© JUNGE FREIHEIT Verlag GmbH & Co. KG www.jungefreiheit.de 44/22 / 28. Oktober 2022

Der Flaneur
Wo sind die Hüllen?
Paul Leonhard

Kastanien“, jubelt die Kleine. „Und so viele.“ Immerhin wirft sie ihr Kinderfahrrad nicht einfach hin, sondern klappt tatsächlich noch den Ständer aus, bevor sie sich eifrig ans Einsammeln macht. Ich blicke zufrieden. Bisher habe ich alles richtig gemacht: Ich habe unsere Kastaniensuche auf einem kleinen Spielplatz begonnen, auf dem lediglich zwei Kastanienbäume stehen, und diese trugen kaum noch Früchte. So war es für die Fünfjährige schon ein Erfolgserlebnis, zwei, drei der braunen Früchte im Gestrüpp unter den Bäumen zu entdecken.

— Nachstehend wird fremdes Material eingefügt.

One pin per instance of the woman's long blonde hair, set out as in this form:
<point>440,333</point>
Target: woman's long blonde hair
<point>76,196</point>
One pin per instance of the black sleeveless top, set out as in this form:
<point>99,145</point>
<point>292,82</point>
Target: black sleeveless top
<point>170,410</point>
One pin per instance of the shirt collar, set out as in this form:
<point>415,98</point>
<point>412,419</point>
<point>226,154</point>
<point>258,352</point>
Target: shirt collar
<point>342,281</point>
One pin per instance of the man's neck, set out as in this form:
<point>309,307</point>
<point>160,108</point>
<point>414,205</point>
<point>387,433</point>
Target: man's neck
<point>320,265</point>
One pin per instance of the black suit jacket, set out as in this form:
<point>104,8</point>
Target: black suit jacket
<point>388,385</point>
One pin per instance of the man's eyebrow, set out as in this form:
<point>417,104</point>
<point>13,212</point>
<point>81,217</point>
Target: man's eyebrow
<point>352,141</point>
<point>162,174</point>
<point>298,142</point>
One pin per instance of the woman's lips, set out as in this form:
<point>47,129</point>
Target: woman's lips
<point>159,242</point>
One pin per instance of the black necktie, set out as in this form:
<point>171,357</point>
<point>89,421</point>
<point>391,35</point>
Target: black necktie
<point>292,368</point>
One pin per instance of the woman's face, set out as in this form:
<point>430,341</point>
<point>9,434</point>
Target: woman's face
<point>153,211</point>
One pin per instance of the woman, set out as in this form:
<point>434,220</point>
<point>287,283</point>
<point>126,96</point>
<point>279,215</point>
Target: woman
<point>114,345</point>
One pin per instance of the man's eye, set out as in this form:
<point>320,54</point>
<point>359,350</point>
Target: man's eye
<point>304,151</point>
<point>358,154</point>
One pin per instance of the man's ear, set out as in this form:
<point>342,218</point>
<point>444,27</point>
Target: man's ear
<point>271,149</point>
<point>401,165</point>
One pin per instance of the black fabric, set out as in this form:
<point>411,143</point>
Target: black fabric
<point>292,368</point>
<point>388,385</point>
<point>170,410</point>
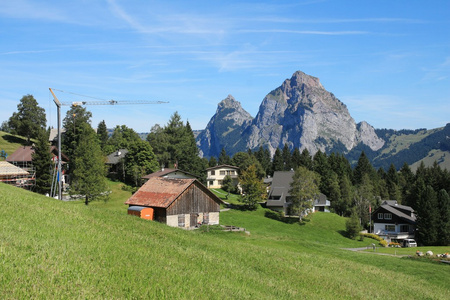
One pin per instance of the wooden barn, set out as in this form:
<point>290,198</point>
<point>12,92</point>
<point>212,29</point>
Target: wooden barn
<point>178,202</point>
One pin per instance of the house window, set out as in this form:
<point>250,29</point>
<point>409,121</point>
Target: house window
<point>180,220</point>
<point>389,227</point>
<point>404,228</point>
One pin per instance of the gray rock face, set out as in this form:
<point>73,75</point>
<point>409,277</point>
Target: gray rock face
<point>224,129</point>
<point>300,113</point>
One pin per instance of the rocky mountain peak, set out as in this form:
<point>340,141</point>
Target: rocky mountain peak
<point>299,78</point>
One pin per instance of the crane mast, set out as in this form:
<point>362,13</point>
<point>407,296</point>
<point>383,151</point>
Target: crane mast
<point>78,103</point>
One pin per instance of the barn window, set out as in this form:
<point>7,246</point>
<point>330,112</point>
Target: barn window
<point>181,220</point>
<point>205,218</point>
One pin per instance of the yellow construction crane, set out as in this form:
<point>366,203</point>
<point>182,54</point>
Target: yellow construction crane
<point>78,103</point>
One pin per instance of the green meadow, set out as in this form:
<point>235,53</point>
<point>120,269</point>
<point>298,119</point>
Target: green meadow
<point>51,249</point>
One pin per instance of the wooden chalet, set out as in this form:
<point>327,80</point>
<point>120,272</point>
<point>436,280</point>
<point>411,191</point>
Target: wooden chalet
<point>393,221</point>
<point>178,202</point>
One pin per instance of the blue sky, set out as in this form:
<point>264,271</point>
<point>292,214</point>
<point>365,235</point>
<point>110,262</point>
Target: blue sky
<point>388,61</point>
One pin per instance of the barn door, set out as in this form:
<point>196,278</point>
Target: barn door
<point>193,221</point>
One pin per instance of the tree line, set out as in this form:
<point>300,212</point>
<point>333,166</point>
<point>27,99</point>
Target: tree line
<point>350,190</point>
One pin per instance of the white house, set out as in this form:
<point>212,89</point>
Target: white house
<point>215,175</point>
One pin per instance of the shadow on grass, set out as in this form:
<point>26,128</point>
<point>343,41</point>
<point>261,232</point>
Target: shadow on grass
<point>279,217</point>
<point>14,139</point>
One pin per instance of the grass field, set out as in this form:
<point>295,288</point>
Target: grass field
<point>52,249</point>
<point>10,143</point>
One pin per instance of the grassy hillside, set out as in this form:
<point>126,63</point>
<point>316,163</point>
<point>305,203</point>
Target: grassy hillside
<point>10,142</point>
<point>53,249</point>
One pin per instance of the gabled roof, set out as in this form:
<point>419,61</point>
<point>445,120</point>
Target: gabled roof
<point>164,172</point>
<point>116,156</point>
<point>223,167</point>
<point>8,169</point>
<point>162,192</point>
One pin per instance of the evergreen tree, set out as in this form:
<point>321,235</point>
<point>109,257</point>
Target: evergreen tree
<point>444,220</point>
<point>253,188</point>
<point>263,156</point>
<point>392,183</point>
<point>277,161</point>
<point>303,189</point>
<point>427,217</point>
<point>306,159</point>
<point>88,176</point>
<point>362,168</point>
<point>243,160</point>
<point>287,158</point>
<point>344,204</point>
<point>159,140</point>
<point>102,134</point>
<point>139,162</point>
<point>29,119</point>
<point>364,199</point>
<point>42,162</point>
<point>352,225</point>
<point>212,162</point>
<point>296,158</point>
<point>224,159</point>
<point>74,123</point>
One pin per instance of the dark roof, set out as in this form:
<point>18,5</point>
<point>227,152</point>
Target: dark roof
<point>116,156</point>
<point>162,173</point>
<point>392,209</point>
<point>281,183</point>
<point>162,192</point>
<point>223,166</point>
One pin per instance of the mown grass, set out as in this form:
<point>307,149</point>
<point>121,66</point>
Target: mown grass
<point>53,249</point>
<point>10,143</point>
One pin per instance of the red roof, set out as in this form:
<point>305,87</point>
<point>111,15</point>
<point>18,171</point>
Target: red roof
<point>162,192</point>
<point>159,192</point>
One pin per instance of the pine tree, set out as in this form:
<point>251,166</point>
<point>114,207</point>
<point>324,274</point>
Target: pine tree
<point>303,189</point>
<point>427,217</point>
<point>29,119</point>
<point>88,176</point>
<point>74,123</point>
<point>362,168</point>
<point>306,159</point>
<point>139,162</point>
<point>444,220</point>
<point>277,161</point>
<point>224,159</point>
<point>102,133</point>
<point>287,158</point>
<point>42,162</point>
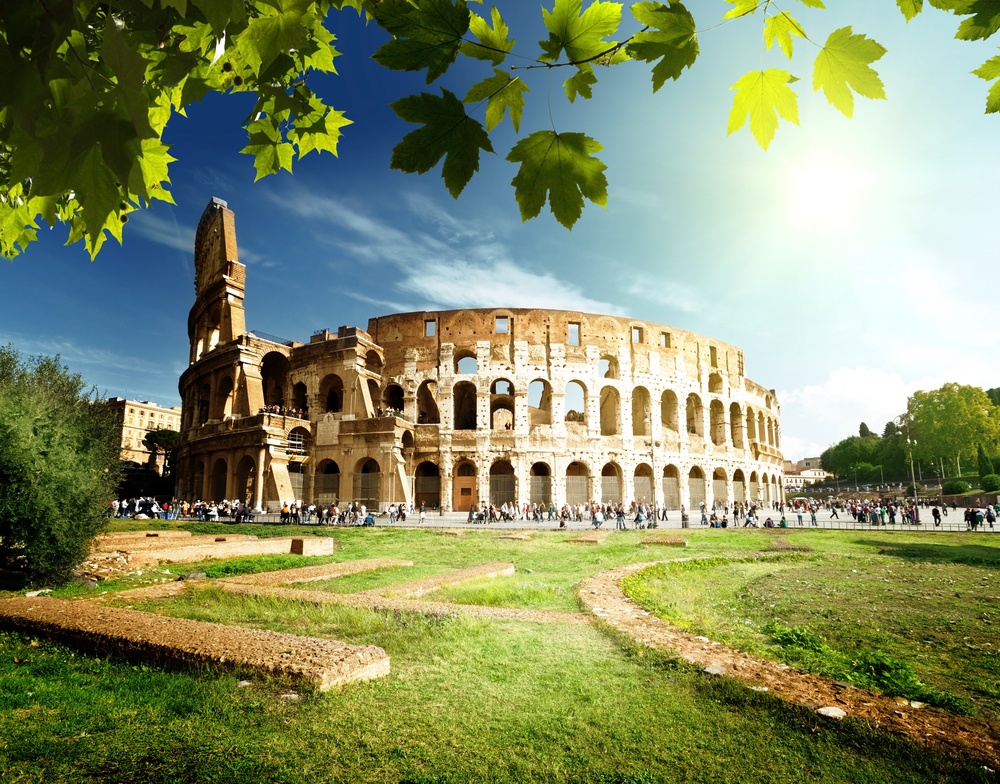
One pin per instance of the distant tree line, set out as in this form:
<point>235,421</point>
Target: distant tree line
<point>948,432</point>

Neben einem anderen Spielplatz steht ein halbes Dutzend mächtiger Kastanien, und auf dem Rasen darunter liegen grüne Schalen und jede Menge brauner Früchte. So viele, daß die Tochter bald wählerisch wird. Nur noch ganz große finden ihre Aufmerksamkeit und ganz kleine. 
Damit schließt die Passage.